RBL-Elasticsearch is an Elasticsearch plugin for using Rosette Base Linguistics for analysis, indexing, and queries.
October 2022
Supports Elasticsearch 8.4.0 and includes RBL 7.45.0.c67.0
September 2022
Supports Elasticsearch 8.2.2 and includes RBL 7.45.0.c67.0
June 2022
Supports Elasticsearch 8.1.1 and includes RBL 7.44.1.c67.0
Known Issues
April 2022
Supports Elasticsearch 7.17.2 and includes RBL 7.43.0.c66.0
March 2022
Supports Elasticsearch 7.17.1 and includes RBL 7.43.0.c66.0
July 2021
Supports Elasticsearch 7.13.4 and includes RBL 7.41.1.c65.0
New:
New language support: Tokenization is now supported for Indonesian, Standard Malay, and Tagalog. POS tags are not supported for these languages, so the universalPosTags
option is ignored. (ETROG-3443, ETROG-3465)

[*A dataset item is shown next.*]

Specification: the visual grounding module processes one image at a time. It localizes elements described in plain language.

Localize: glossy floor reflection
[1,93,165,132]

Fragment definition: A single line followed by an empty line is no longer always considered a fragment. They are still considered fragments if the line is short, as specified by the maxTokensForShortLine
parameter. (ETROG-3431)
July 2021
Supports Elasticsearch 7.13.3 and includes RBL 7.40.1.c64.1
July 2022
Supports Elasticsearch 7.13.2 and includes RBL 7.44.2.c67.0
New
-
TensorFlow supported: This plugin supports TensorFlow. (ESPI-168)
If you will be using any of features which require TensorFlow:
Copy the file plugins/analysis-rbl-je/analysis-rbl-je.options
to config/jvm.options.d/analysis-rbl-je.options
Edit the file, uncommenting the line that matches your operating system and CPU.
Features that require TensorFlow include:
June 2021
Supports Elasticsearch 7.13.2 and includes RBL 7.40.1.c64.1
New
-
Improved Hebrew tokenizer and new analyzer: The Hebrew tokenizer is now more consistent with the tokenizers of other languages. Hebrew tokenization and analysis are now done in separate steps.(ETROG-3290)
TokenizerOption.includeHebrewRoots
and TokenizerOption.guessHebrewPrefixes
have been deprecated and replaced by AnalyzerOption.includeHebrewRoots
and AnalyzerOption.guessHebrewPrefixes
.
NFKC normalization is now supported for Hebrew.
We've improved tokenization of certain sequences involving digits, periods, and number-related symbols like ⟨%⟩.
We've added additional acronyms and abbreviations to the Hebrew tokenizer. (ETROG-3249)
Double apostrophes are now treated like gershayim. (ETROG-3249)
Normalized characters: Normalized half-width and full-width characters are processed the same as their counterparts. (ETROG-3351)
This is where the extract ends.